You see a headline: "You won't believe what happened next..." but the article requires you to click to see the ending. The gap between what you know (something happened) and what you want to know (what it was) creates psychological discomfort that motivates you to close the gap.
Loewenstein (1994) formalized this as information gap theory.1 Curiosity is not random—it's triggered by specific gaps between what you know and what you want to know. The larger the gap, the stronger the motivation to close it.
Information gap is the discrepancy between what someone knows and what they want to know, and that discrepancy creates curiosity-driven motivation to seek information.
The mechanism is psychological discomfort: your brain experiences a gap between current knowledge and desired knowledge as an itch. The itch motivates seeking behavior. Close the gap (gain the information), and the itch disappears.
KFC weaponizes this with their secret recipe strategy: the formula is secret, which creates a gap ("what's in it?") that makes customers curious. The gap is maintained (never fully revealed) to sustain curiosity indefinitely.

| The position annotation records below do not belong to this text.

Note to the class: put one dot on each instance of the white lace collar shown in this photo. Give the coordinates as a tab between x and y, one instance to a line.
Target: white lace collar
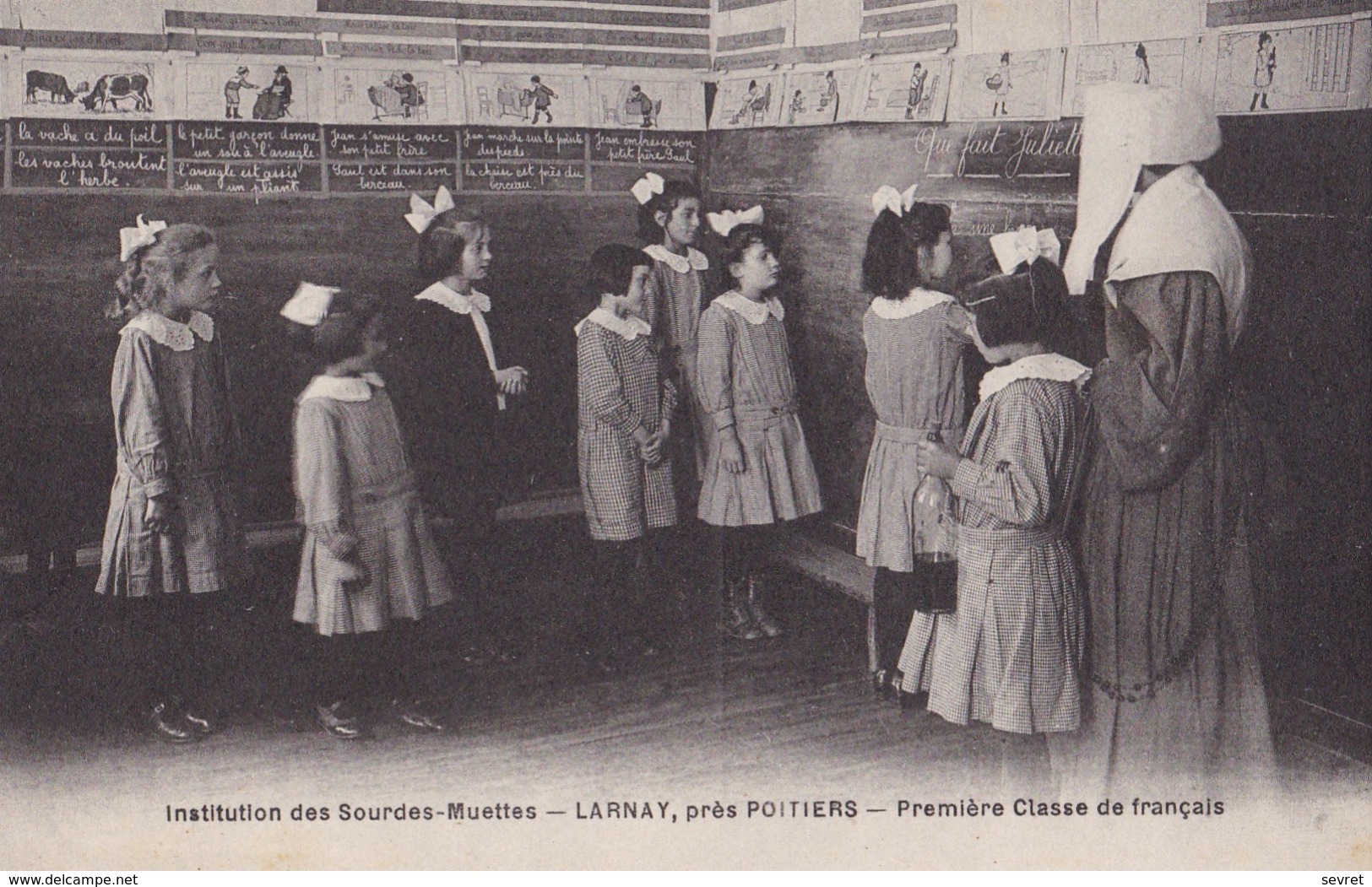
695	259
347	388
629	328
752	311
917	302
173	333
1051	366
454	300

Information gaps create what's called "deprivation motivation": the absence of desired information motivates seeking. Your brain is configured to notice gaps and push toward closing them.
This works across domains: mystery boxes create gaps (what's inside?), cliffhangers create gaps (what happens next?), redacted information creates gaps (what's hidden?). All leverage the same mechanism: gap triggers curiosity triggers seeking.
Loewenstein's research showed that people will click on hidden information more frequently than on fully visible information, even when the information is identical. The gap itself (not the information value) drives the motivation.
Information gaps pair with scarcity for maximum effect. A secret recipe is interesting because it's secret (gap) AND rare (scarcity). If the recipe were just hidden but easily accessible elsewhere, the gap wouldn't matter. Scarcity makes the gap more acute.
Similarly, time-limited information ("available for 24 hours only") creates both gap (what's in it?) and scarcity (limited time to access). The combination is more motivating than either alone.
Step 1: Identify information your audience wants to know What questions do customers have about your product? What would they be curious about?
Step 2: Create deliberate gaps in information availability Don't answer every question upfront. Reveal some information, withhold other information strategically. The gap creates curiosity.
Step 3: Make the gap visible The gap only works if customers notice it. Hidden information they don't know exists doesn't create curiosity. Make them aware there's information they're missing.
Step 4: Control the closure point You decide when/how the gap gets closed. KFC never fully closes their recipe gap. Some brands close it immediately (generate curiosity, then satisfy it instantly). Others maintain the gap indefinitely (keep curiosity alive).
Step 5: Create new gaps continuously Once you close one gap, customers' curiosity is satisfied. Create new gaps to maintain engagement. Product teasers, sneak peeks, behind-the-scenes content—all create new information gaps.
If gaps persist too long without any closure, curiosity converts to frustration. People will give up seeking if the effort to close the gap exceeds the value of the information. The gap needs to feel closeable, just not immediately.
Also, if the gap is closed and reveals nothing interesting, customer satisfaction drops. The information revealed should justify the curiosity.
Behavioral-Mechanics → Incongruity & Humor: Information gaps create incongruity (expected vs. actual information). Incongruity & Humor explains why the gap resolution often involves unexpected information that triggers surprise or humor.
Behavioral-Mechanics → Zeigarnik Effect: Unfinished information (gaps) are remembered better than complete information. Zeigarnik Effect explains why maintaining gaps increases memory of your brand.
Sharpest Implication: You don't need to provide all information about your product—just the right gaps. Strategic information withholding creates curiosity that drives engagement more effectively than information abundance. This means incomplete marketing (teasers, mysteries, secrets) can outperform comprehensive marketing.